Moriféré Doumbia est un père inquiet. Sa fillette d’un an et trois mois, Doumbia Moussokoro Balakiss, est introuvable depuis 48 heures. Selon le géniteur, joint par téléphone hier, l’enfant a été emportée lundi après-midi par un inconnu qui l’a kidnappée à l’entrée de la maison familiale au quartier Dépôt d’Abobo. « A 15 h, je m’entretenais avec des gens dans mon salon. Pendant ce temps, mes nièces, Soungbè et Massosso, respectivement âgées de 4 ans et 1 an, jouaient devant la maison avec Balakiss. Quand je suis sorti quelque temps après, j’ai remarqué l’absence de ma fille», relate M. Doumbia. Poursuivant, il indique que c’est grâce au témoignage de sa nièce Soungbè qu’ils ont pu reconstituer les faits. « Elle nous a raconté que l’inconnu est venu jouer avec elles devant la cour. Ce dernier lui aurait remis de l’argent pour qu’elle aille acheter des bonbons. Quand Soungbè est revenue avec les bonbons, l’homme a soulevé Massosso et Balakiss.

Vu que Massosso était plus lourde, il a pris Balakiss. Puis, il a dit à Soungbè qu’il partait acheter du yaourt à la bou­tique pour la fillette», ajoute l’interlocuteur qui ddit avoir porté plainte le même jour au commissariat de police du 32e arrondissement. D’après M. Doumbia, des habitants du quartier auraient aperçu Balakiss en compagnie du quidam. « Après les explications de ma nièce, je me suis dirigé vers la boutique en question. Sur les lieux, on m’a con­firmé qu’un homme était effectivement avec ma fille et qu’il feignait d’appeler au téléphone. Ils ont cru que c’était l’un de mes parents», poursuit-il.

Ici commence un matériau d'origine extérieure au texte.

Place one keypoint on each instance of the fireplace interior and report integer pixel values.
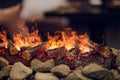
(77, 42)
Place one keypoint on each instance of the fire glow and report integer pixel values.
(63, 39)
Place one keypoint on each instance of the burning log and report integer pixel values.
(57, 54)
(12, 49)
(29, 53)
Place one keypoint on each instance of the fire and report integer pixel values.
(3, 37)
(69, 41)
(29, 40)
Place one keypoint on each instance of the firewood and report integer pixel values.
(29, 53)
(12, 49)
(101, 49)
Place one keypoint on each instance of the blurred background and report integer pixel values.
(100, 19)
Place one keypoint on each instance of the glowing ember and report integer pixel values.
(3, 37)
(69, 41)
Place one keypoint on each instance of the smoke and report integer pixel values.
(33, 8)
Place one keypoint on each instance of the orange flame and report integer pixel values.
(63, 39)
(3, 37)
(69, 41)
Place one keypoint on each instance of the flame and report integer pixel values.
(29, 40)
(84, 41)
(3, 37)
(69, 41)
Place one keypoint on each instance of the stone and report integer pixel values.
(39, 66)
(19, 71)
(5, 71)
(3, 62)
(61, 70)
(45, 76)
(97, 72)
(116, 74)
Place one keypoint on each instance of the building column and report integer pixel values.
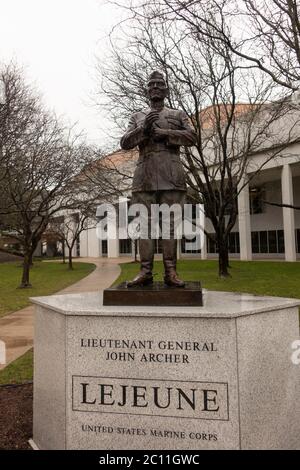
(203, 239)
(113, 248)
(244, 220)
(288, 214)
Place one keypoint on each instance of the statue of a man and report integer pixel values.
(159, 175)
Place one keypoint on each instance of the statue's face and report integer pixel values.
(157, 89)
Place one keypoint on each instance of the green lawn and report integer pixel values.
(46, 278)
(19, 371)
(257, 277)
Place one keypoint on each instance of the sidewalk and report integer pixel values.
(16, 329)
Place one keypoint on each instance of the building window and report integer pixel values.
(185, 244)
(125, 246)
(256, 196)
(234, 242)
(271, 241)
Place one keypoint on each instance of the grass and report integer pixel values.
(46, 278)
(257, 277)
(19, 371)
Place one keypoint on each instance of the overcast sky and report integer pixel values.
(56, 41)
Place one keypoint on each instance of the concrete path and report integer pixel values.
(16, 329)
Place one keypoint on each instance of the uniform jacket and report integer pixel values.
(159, 166)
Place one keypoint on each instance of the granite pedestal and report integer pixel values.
(213, 377)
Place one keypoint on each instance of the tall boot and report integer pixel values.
(145, 276)
(170, 257)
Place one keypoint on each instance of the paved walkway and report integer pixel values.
(16, 329)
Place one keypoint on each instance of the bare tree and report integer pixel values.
(68, 228)
(262, 33)
(229, 105)
(40, 159)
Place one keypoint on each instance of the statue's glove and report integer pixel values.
(150, 119)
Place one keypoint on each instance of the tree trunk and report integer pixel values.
(26, 270)
(64, 252)
(135, 250)
(223, 258)
(70, 258)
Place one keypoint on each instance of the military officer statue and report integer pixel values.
(159, 175)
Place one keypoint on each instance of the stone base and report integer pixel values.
(157, 294)
(213, 377)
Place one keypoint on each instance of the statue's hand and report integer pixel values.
(159, 133)
(150, 119)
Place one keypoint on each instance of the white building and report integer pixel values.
(262, 230)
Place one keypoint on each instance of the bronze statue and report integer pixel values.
(159, 175)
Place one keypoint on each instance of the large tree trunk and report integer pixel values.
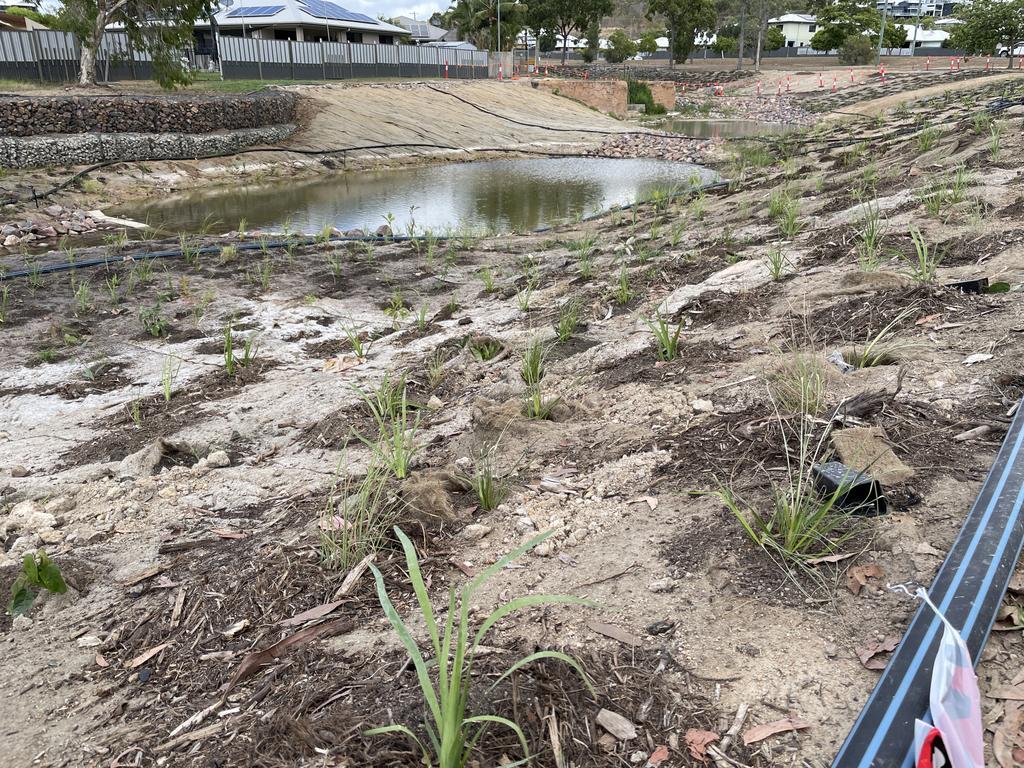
(742, 36)
(87, 60)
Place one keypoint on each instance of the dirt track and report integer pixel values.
(198, 520)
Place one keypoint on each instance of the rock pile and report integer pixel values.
(61, 221)
(33, 116)
(660, 146)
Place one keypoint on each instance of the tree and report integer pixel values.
(589, 53)
(684, 18)
(841, 19)
(620, 47)
(774, 39)
(161, 28)
(987, 25)
(566, 16)
(648, 43)
(856, 49)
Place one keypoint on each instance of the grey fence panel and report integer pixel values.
(53, 56)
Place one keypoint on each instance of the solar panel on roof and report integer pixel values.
(256, 10)
(325, 9)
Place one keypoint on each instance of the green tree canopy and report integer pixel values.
(648, 43)
(620, 47)
(162, 28)
(987, 25)
(684, 18)
(564, 17)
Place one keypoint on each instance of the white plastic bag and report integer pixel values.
(954, 704)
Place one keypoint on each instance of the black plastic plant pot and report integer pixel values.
(858, 493)
(978, 285)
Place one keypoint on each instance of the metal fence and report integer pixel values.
(53, 56)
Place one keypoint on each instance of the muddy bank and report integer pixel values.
(190, 506)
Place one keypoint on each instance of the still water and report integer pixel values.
(502, 196)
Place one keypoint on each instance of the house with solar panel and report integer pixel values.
(302, 20)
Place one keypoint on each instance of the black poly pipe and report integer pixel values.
(968, 590)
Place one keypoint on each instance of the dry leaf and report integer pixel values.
(657, 757)
(609, 630)
(830, 558)
(761, 732)
(143, 657)
(857, 576)
(868, 652)
(616, 725)
(697, 740)
(228, 534)
(307, 615)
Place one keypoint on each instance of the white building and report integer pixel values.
(302, 20)
(797, 28)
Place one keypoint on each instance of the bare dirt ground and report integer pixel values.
(187, 506)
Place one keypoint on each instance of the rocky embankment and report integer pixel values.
(58, 222)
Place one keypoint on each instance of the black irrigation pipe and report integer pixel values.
(968, 590)
(284, 244)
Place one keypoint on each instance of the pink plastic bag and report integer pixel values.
(954, 702)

Selon lui, les enfants ont pour habitude de jouer à l’entrée de la maison, mais un tel fait ne s’était jamais produit. « Ma sœur a pris des tickets pour ses filles qui ont échappé de justesse à l’enlèvement, afin qu’elles rentrent au village », révèle Moriféré Doumbia, très peiné. Ce rapt d’enfant est le énième du genre qui se produit à Abidjan depuis quelques semaines. Au moins trois mômes sans vie ont été déjà retrouvés les corps mutilés. Il s’agit de Mareau Bénitier, de Koffi Aurélien et d’Emmanuel Meless. Leurs familles traversent une profonde tristesse. Alors que la police est à pied d’œuvre pour éradiquer le phénomène, les auteurs de ces crimes continuent de semer la désolation. Il appartient donc aux parents de redoubler de vigilance.